Taxpayer who flipped a property eight years ago gets a CRA call

National Post


To discourage speculation in the housing market, the 2022 federal budget introduced anti-flipping rules for residential real estate (including rental properties) that came into effect Jan. 1, 2023, and were designed to “reduce speculative demand in the marketplace and help to cool excessive price growth.”

The rules prevent you from claiming the principal residence exemption to shelter the capital gain realized on the sale of your home if you’ve owned it for less than 12 months, and they tax the gain on the sale of any residential real estate as 100 per cent taxable business income, subject to certain exemptions for life events such as death, disability, separation and work relocation.

Although the rules only came into play for 2023 and future years, the Canada Revenue Agency can still challenge real estate “flips” that took place prior to 2023 if it feels a taxpayer has speculated and flipped a property for a quick profit.

Take the case decided last month that involved an Alberta taxpayer who was reassessed for his 2016 taxation year for failing to report the profit he made on the disposition of a property in Calgary.

In 2016, the taxpayer was a real estate associate who was involved in various property transactions. One of the properties he owned was a two-bedroom, one-bathroom bungalow with a detached two-car garage, which the taxpayer held from Oct. 20, 2016, to Nov. 21, 2016 — a period of 33 days. During this time, the taxpayer never listed the property for rent and he ended up selling the property for a gain of nearly $73,000, which he did not report on his 2016 personal tax return.

Because the CRA only reassessed the taxpayer for the unreported 2016 sale in 2021, the first issue before the Tax Court was whether the agency was permitted to reassess him beyond the normal three-year reassessment period. To do so, the CRA must generally demonstrate, on a balance of probabilities, that a taxpayer made a misrepresentation attributable to “neglect, carelessness or willful default or committed fraud” in filing their tax return.

In this case, the CRA wasn’t alleging that the taxpayer committed fraud, but the agency felt there was a material misrepresentation on the taxpayer’s 2016 tax return since the gain wasn’t reported.
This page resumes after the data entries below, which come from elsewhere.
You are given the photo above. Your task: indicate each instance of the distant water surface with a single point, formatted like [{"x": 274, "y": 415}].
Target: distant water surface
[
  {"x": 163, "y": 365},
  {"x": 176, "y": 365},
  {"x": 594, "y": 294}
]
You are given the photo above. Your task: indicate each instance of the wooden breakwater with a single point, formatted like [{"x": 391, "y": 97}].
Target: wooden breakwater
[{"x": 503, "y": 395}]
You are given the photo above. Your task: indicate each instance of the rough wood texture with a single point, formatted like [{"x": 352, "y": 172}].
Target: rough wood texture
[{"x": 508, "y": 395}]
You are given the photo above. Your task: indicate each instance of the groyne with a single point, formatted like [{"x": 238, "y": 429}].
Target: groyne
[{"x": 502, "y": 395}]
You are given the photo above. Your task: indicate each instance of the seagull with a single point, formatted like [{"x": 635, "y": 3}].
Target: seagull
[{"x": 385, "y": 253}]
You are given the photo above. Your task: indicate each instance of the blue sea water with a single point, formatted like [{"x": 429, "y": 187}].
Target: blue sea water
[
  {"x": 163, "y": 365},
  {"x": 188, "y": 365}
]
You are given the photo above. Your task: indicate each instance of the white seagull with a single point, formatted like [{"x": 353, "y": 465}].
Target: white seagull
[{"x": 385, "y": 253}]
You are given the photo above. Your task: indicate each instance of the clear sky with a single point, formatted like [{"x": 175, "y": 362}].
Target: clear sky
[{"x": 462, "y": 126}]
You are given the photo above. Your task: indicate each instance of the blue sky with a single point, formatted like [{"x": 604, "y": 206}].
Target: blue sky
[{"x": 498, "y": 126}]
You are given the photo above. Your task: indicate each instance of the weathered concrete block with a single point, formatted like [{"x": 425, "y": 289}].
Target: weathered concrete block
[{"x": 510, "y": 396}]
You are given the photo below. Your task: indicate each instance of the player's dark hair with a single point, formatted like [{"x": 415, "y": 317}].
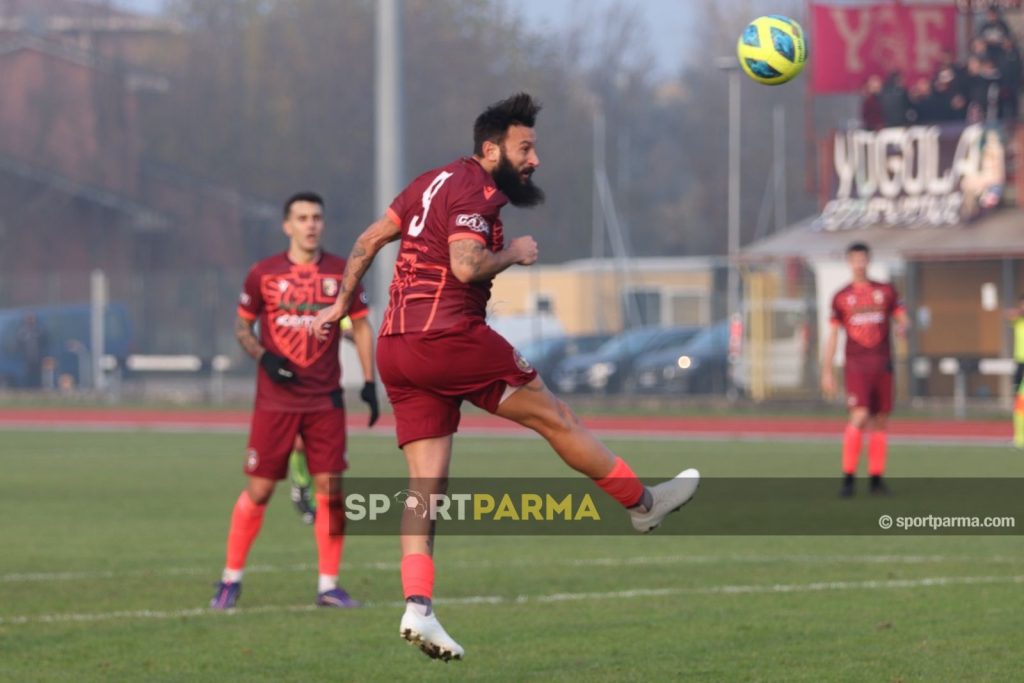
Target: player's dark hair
[
  {"x": 493, "y": 125},
  {"x": 312, "y": 198}
]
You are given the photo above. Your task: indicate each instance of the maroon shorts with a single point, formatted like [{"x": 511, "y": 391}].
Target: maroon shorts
[
  {"x": 272, "y": 436},
  {"x": 429, "y": 374},
  {"x": 869, "y": 388}
]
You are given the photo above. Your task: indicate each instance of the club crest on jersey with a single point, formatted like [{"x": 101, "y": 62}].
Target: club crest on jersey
[
  {"x": 291, "y": 301},
  {"x": 473, "y": 221},
  {"x": 521, "y": 363}
]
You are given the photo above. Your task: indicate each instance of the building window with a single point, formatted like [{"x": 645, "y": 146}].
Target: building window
[
  {"x": 646, "y": 305},
  {"x": 541, "y": 303}
]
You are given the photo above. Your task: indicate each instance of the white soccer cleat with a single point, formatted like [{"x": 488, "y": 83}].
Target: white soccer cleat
[
  {"x": 667, "y": 498},
  {"x": 428, "y": 634}
]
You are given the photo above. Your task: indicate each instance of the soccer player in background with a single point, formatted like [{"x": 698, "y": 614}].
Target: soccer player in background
[
  {"x": 298, "y": 390},
  {"x": 863, "y": 309},
  {"x": 435, "y": 349},
  {"x": 1015, "y": 316},
  {"x": 298, "y": 471}
]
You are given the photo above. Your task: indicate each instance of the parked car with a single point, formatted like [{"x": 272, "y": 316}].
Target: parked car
[
  {"x": 67, "y": 330},
  {"x": 546, "y": 354},
  {"x": 609, "y": 368},
  {"x": 699, "y": 366}
]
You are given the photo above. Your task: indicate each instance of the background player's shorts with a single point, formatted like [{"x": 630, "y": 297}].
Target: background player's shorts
[
  {"x": 429, "y": 374},
  {"x": 871, "y": 389},
  {"x": 272, "y": 435}
]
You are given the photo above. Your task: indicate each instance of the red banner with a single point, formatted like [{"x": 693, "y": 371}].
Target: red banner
[{"x": 850, "y": 43}]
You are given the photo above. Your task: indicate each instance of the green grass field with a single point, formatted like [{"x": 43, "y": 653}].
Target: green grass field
[{"x": 110, "y": 544}]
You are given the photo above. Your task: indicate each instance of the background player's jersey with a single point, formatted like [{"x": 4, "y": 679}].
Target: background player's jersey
[
  {"x": 284, "y": 296},
  {"x": 457, "y": 202},
  {"x": 864, "y": 311}
]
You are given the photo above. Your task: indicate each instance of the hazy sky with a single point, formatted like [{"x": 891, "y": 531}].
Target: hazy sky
[{"x": 666, "y": 19}]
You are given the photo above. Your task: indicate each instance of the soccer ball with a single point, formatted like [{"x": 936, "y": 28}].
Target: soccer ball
[{"x": 772, "y": 49}]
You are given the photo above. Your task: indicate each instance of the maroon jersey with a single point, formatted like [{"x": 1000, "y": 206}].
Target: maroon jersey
[
  {"x": 864, "y": 310},
  {"x": 457, "y": 202},
  {"x": 284, "y": 296}
]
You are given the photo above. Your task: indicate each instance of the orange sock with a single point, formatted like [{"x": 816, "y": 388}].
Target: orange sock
[
  {"x": 877, "y": 443},
  {"x": 851, "y": 449},
  {"x": 329, "y": 546},
  {"x": 622, "y": 484},
  {"x": 418, "y": 575},
  {"x": 246, "y": 521}
]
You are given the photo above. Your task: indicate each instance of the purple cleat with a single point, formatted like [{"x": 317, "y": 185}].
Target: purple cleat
[
  {"x": 336, "y": 597},
  {"x": 226, "y": 595}
]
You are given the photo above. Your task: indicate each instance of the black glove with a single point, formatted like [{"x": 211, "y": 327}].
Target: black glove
[
  {"x": 369, "y": 396},
  {"x": 276, "y": 368}
]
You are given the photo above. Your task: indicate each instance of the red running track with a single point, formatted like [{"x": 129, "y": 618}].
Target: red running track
[{"x": 720, "y": 427}]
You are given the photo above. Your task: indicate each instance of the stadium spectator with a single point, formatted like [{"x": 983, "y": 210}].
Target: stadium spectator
[
  {"x": 994, "y": 31},
  {"x": 1010, "y": 82},
  {"x": 894, "y": 100},
  {"x": 870, "y": 107},
  {"x": 947, "y": 103},
  {"x": 31, "y": 341},
  {"x": 922, "y": 103}
]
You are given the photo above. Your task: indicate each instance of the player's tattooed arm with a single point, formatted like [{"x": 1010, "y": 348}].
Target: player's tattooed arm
[
  {"x": 372, "y": 241},
  {"x": 247, "y": 339},
  {"x": 364, "y": 251},
  {"x": 472, "y": 261}
]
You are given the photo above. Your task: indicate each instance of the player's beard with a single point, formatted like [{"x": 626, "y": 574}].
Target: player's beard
[{"x": 520, "y": 193}]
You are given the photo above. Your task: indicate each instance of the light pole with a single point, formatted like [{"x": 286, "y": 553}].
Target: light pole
[
  {"x": 388, "y": 142},
  {"x": 731, "y": 66}
]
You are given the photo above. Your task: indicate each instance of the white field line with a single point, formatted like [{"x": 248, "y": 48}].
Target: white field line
[
  {"x": 932, "y": 582},
  {"x": 641, "y": 560},
  {"x": 513, "y": 432}
]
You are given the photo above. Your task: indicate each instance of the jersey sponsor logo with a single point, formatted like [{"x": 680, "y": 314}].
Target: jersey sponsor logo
[
  {"x": 473, "y": 221},
  {"x": 292, "y": 321},
  {"x": 292, "y": 299},
  {"x": 521, "y": 361},
  {"x": 252, "y": 460},
  {"x": 866, "y": 328}
]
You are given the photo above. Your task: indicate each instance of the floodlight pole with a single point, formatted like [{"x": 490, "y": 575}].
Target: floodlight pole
[
  {"x": 389, "y": 142},
  {"x": 731, "y": 65}
]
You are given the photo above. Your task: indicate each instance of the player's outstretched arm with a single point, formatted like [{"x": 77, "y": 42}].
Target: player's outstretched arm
[
  {"x": 363, "y": 337},
  {"x": 472, "y": 261},
  {"x": 372, "y": 241},
  {"x": 247, "y": 338}
]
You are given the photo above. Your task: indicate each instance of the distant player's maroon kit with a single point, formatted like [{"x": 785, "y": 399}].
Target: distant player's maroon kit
[{"x": 283, "y": 297}]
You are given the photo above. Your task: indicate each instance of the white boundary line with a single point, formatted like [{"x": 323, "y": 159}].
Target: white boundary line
[
  {"x": 931, "y": 582},
  {"x": 514, "y": 432},
  {"x": 650, "y": 560}
]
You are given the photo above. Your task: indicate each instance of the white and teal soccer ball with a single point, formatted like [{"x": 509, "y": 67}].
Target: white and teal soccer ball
[{"x": 772, "y": 49}]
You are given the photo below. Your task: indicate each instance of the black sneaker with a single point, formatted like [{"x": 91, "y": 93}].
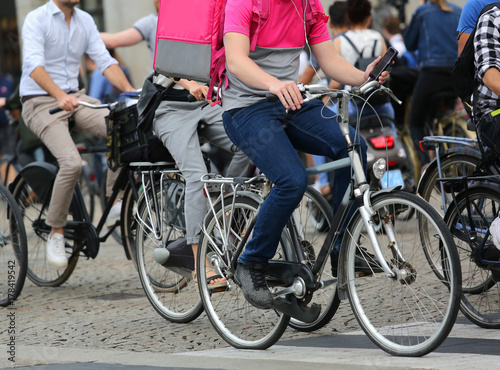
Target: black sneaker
[
  {"x": 252, "y": 281},
  {"x": 365, "y": 263}
]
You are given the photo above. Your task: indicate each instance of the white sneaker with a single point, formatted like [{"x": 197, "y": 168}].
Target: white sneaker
[
  {"x": 56, "y": 253},
  {"x": 495, "y": 232},
  {"x": 114, "y": 214}
]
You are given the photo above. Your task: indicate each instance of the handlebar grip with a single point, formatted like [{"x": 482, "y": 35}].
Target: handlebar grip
[
  {"x": 55, "y": 110},
  {"x": 271, "y": 98}
]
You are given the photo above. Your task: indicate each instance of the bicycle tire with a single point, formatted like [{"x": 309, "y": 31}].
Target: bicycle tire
[
  {"x": 13, "y": 251},
  {"x": 238, "y": 322},
  {"x": 88, "y": 193},
  {"x": 481, "y": 291},
  {"x": 104, "y": 199},
  {"x": 314, "y": 217},
  {"x": 39, "y": 271},
  {"x": 456, "y": 165},
  {"x": 170, "y": 290},
  {"x": 410, "y": 315}
]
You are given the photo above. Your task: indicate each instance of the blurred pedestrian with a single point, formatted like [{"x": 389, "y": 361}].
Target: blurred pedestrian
[
  {"x": 432, "y": 33},
  {"x": 468, "y": 20},
  {"x": 55, "y": 37}
]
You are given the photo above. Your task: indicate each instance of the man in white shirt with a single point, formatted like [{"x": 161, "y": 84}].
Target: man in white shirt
[{"x": 55, "y": 36}]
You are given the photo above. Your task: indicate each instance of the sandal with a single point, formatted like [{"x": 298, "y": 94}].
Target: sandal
[{"x": 217, "y": 285}]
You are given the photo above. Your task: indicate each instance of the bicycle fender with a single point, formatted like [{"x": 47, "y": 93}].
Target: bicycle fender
[
  {"x": 386, "y": 190},
  {"x": 448, "y": 153}
]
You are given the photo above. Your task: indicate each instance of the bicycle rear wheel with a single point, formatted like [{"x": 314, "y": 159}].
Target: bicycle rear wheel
[
  {"x": 313, "y": 218},
  {"x": 169, "y": 287},
  {"x": 480, "y": 280},
  {"x": 13, "y": 248},
  {"x": 238, "y": 322},
  {"x": 40, "y": 271},
  {"x": 412, "y": 313},
  {"x": 128, "y": 225}
]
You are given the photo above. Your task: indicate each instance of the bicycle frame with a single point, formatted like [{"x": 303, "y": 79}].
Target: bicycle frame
[
  {"x": 359, "y": 188},
  {"x": 471, "y": 231}
]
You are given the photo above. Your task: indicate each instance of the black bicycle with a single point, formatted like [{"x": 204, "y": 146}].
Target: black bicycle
[
  {"x": 13, "y": 248},
  {"x": 32, "y": 190}
]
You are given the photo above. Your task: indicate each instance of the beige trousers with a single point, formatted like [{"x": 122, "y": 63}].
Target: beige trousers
[{"x": 54, "y": 132}]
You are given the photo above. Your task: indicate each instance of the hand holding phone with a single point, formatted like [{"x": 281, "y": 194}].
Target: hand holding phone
[{"x": 383, "y": 63}]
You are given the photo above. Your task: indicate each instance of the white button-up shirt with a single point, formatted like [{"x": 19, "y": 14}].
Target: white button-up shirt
[{"x": 48, "y": 42}]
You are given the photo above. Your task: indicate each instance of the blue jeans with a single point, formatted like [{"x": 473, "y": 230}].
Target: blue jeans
[{"x": 258, "y": 131}]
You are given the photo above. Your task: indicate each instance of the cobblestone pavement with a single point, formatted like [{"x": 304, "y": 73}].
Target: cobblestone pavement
[
  {"x": 103, "y": 306},
  {"x": 101, "y": 315}
]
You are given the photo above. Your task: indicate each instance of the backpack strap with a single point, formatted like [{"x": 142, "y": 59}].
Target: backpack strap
[
  {"x": 352, "y": 44},
  {"x": 260, "y": 14}
]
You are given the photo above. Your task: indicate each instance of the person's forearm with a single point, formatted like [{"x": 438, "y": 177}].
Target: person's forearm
[
  {"x": 115, "y": 75},
  {"x": 492, "y": 80},
  {"x": 250, "y": 73},
  {"x": 42, "y": 78},
  {"x": 307, "y": 75}
]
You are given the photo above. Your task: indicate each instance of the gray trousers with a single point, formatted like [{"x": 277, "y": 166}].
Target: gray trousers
[
  {"x": 54, "y": 132},
  {"x": 176, "y": 125}
]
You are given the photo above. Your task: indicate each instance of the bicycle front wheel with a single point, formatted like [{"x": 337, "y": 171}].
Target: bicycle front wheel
[
  {"x": 169, "y": 287},
  {"x": 238, "y": 322},
  {"x": 128, "y": 225},
  {"x": 480, "y": 280},
  {"x": 411, "y": 313},
  {"x": 40, "y": 271},
  {"x": 313, "y": 218},
  {"x": 13, "y": 248}
]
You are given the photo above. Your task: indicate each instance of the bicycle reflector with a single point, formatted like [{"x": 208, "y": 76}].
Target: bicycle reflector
[
  {"x": 382, "y": 142},
  {"x": 379, "y": 168}
]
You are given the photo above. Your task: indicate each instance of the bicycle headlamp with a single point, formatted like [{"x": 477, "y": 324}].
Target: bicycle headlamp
[{"x": 379, "y": 168}]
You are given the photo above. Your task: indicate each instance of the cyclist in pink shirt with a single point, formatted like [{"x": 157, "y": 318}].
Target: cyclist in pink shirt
[{"x": 256, "y": 125}]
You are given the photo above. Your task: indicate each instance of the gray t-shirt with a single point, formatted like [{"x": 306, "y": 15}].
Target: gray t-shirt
[
  {"x": 280, "y": 63},
  {"x": 147, "y": 28}
]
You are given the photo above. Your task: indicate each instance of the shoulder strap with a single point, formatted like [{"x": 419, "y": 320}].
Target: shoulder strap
[
  {"x": 260, "y": 14},
  {"x": 352, "y": 44},
  {"x": 374, "y": 47}
]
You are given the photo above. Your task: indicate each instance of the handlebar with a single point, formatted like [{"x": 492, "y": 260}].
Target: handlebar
[
  {"x": 86, "y": 104},
  {"x": 315, "y": 91}
]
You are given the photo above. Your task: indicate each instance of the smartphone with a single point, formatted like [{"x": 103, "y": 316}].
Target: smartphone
[{"x": 383, "y": 63}]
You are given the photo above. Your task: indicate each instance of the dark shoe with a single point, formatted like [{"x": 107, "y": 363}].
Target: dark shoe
[
  {"x": 252, "y": 281},
  {"x": 490, "y": 252},
  {"x": 365, "y": 264}
]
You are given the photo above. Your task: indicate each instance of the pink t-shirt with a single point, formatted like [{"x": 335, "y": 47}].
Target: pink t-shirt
[
  {"x": 278, "y": 47},
  {"x": 284, "y": 28}
]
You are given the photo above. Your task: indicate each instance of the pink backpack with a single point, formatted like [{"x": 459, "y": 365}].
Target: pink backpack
[{"x": 186, "y": 40}]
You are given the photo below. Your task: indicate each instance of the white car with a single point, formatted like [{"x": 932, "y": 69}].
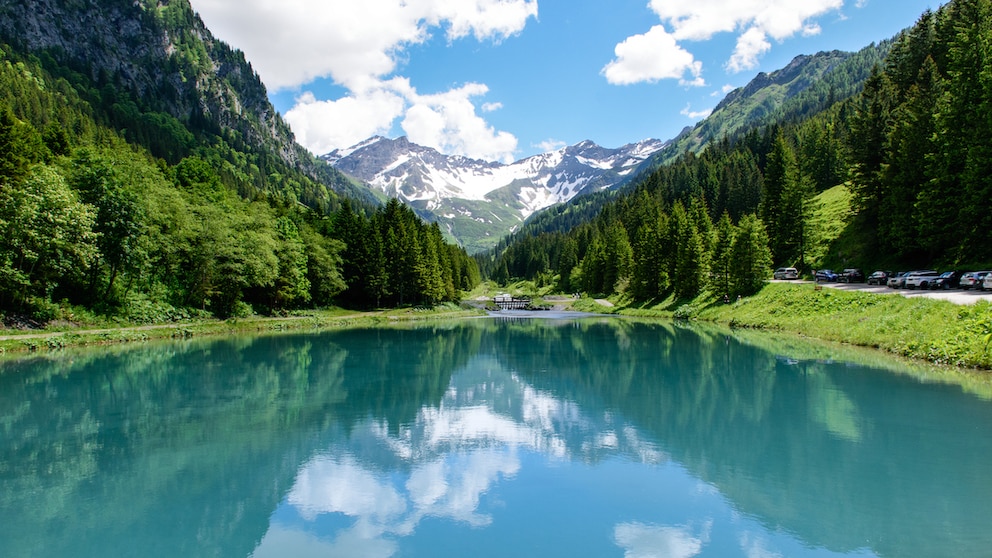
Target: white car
[
  {"x": 987, "y": 282},
  {"x": 921, "y": 279},
  {"x": 786, "y": 273}
]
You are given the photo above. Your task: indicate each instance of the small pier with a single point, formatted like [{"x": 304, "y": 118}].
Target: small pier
[{"x": 507, "y": 302}]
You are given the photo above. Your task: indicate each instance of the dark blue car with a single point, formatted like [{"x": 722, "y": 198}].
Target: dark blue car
[{"x": 825, "y": 275}]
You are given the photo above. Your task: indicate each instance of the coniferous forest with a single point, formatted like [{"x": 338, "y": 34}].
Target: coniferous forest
[
  {"x": 913, "y": 147},
  {"x": 111, "y": 203}
]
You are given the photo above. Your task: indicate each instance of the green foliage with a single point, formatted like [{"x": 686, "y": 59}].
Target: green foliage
[
  {"x": 923, "y": 328},
  {"x": 132, "y": 207}
]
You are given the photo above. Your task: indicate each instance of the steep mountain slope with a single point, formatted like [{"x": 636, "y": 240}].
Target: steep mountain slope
[
  {"x": 478, "y": 201},
  {"x": 153, "y": 67},
  {"x": 808, "y": 85}
]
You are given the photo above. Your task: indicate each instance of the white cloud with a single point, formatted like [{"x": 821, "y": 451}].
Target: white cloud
[
  {"x": 750, "y": 46},
  {"x": 654, "y": 541},
  {"x": 695, "y": 115},
  {"x": 322, "y": 126},
  {"x": 754, "y": 21},
  {"x": 550, "y": 145},
  {"x": 448, "y": 122},
  {"x": 293, "y": 42},
  {"x": 650, "y": 57}
]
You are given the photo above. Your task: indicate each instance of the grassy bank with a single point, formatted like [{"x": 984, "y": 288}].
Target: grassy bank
[
  {"x": 12, "y": 341},
  {"x": 931, "y": 330}
]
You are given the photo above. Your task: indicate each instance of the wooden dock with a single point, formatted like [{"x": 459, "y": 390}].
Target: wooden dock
[{"x": 507, "y": 302}]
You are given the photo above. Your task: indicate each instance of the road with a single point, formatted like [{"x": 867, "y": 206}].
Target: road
[{"x": 956, "y": 296}]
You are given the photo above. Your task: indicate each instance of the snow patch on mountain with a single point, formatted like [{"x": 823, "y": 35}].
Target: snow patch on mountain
[
  {"x": 415, "y": 173},
  {"x": 496, "y": 198}
]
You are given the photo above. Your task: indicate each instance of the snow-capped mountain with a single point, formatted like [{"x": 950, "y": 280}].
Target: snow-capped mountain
[{"x": 481, "y": 201}]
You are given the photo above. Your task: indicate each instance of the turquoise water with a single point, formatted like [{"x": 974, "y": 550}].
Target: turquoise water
[{"x": 487, "y": 438}]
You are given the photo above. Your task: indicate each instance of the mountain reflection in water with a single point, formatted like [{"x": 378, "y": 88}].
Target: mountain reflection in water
[{"x": 486, "y": 437}]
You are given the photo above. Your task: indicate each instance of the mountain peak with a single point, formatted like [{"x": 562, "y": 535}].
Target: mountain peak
[{"x": 480, "y": 201}]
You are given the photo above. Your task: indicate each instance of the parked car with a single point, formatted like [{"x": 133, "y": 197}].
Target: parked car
[
  {"x": 972, "y": 279},
  {"x": 786, "y": 273},
  {"x": 825, "y": 275},
  {"x": 897, "y": 281},
  {"x": 947, "y": 280},
  {"x": 851, "y": 275},
  {"x": 987, "y": 282},
  {"x": 879, "y": 277},
  {"x": 921, "y": 279}
]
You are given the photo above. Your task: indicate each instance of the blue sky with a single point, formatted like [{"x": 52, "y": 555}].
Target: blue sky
[{"x": 506, "y": 79}]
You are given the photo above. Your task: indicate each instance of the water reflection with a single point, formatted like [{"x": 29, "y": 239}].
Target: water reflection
[{"x": 484, "y": 437}]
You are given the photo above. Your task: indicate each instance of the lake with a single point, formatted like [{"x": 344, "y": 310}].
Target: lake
[{"x": 491, "y": 437}]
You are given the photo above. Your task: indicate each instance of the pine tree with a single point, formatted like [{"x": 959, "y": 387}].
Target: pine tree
[{"x": 750, "y": 257}]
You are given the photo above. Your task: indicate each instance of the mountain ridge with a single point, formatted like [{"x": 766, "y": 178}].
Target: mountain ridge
[{"x": 455, "y": 190}]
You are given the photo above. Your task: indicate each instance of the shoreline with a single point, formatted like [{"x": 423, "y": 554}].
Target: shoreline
[{"x": 925, "y": 330}]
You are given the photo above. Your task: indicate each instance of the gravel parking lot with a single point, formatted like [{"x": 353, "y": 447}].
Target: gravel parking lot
[{"x": 956, "y": 296}]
The taxpayer said he didn’t declare the property sale on his return because his “expenses have erased any possible gain,” but the judge wasn’t buying that explanation and said “a misrepresentation was clearly made” when the taxpayer filed his 2016 return, and it was done “through negligence or at least carelessness or wilful default.” Thus, the CRA was permitted to reassess the taxpayer’s 2016 tax year beyond the normal reassessment period.

In court, the taxpayer said that, at the very least, he should be entitled to capital gains treatment, meaning that only 50 per cent of the gain is taxable. (For individuals, the capital gains inclusion rate is set to increase to two-thirds for gains of more than $250,000 on or after June 25, 2024.)

The taxpayer also said his gain should be reduced to $12,467 (from $73,000) to take into account two additional expenses that he introduced as evidence at the hearing. The first was a referral fee of $40,500 paid to an Alberta numbered company that the taxpayer owned 50-50 with his business partner, and the second was a referral fee of $20,000 paid to his partner’s spouse. Both referral fees were paid in connection with the sale of the property, he said.

The judge, however, was not convinced that, “on the balance of probabilities,” the additional $60,500 of expenses were appropriately deducible against the gain. “The documents are far too ambiguous, vague, unclear and unreliable as to the true nature of the payments made at closing,” he said in disallowing the expenses.

The remaining issue regarding the sale of the property was whether the $73,000 gain was to be taxed as a capital gain or income. Because the taxpayer didn’t report the disposition at all in his 2016 tax return, the court was forced to solely rely on the evidence presented at trial to determine whether the income account treatment alleged by the CRA should stand. On this point, the taxpayer didn’t elaborate, except to maintain that he wanted to rent out the property.

But the judge, citing the financing structure used to purchase the property, the circumstances leading the taxpayer to buy it in the first place, the “immediate and prompt renovation” of the main floor and the basement, and the taxpayer’s experience as a real estate agent, was not convinced that the real intent of the taxpayer when he bought the property was to rent it out.

“The court finds it hard to believe that the (taxpayer) was faced with so many events in such a short period of time that the only option was to sell the property quickly and make a profit of approximately $70,000, all in one month of ownership,” the judge said. “The (taxpayer’s) motivations in this project deserve more credit.”

In the end, the judge concluded that the taxpayer’s testimony was insufficient to support a recharacterization of the gain realized on the sale of the property as a capital gain, and upheld the CRA’s reassessment of income treatment.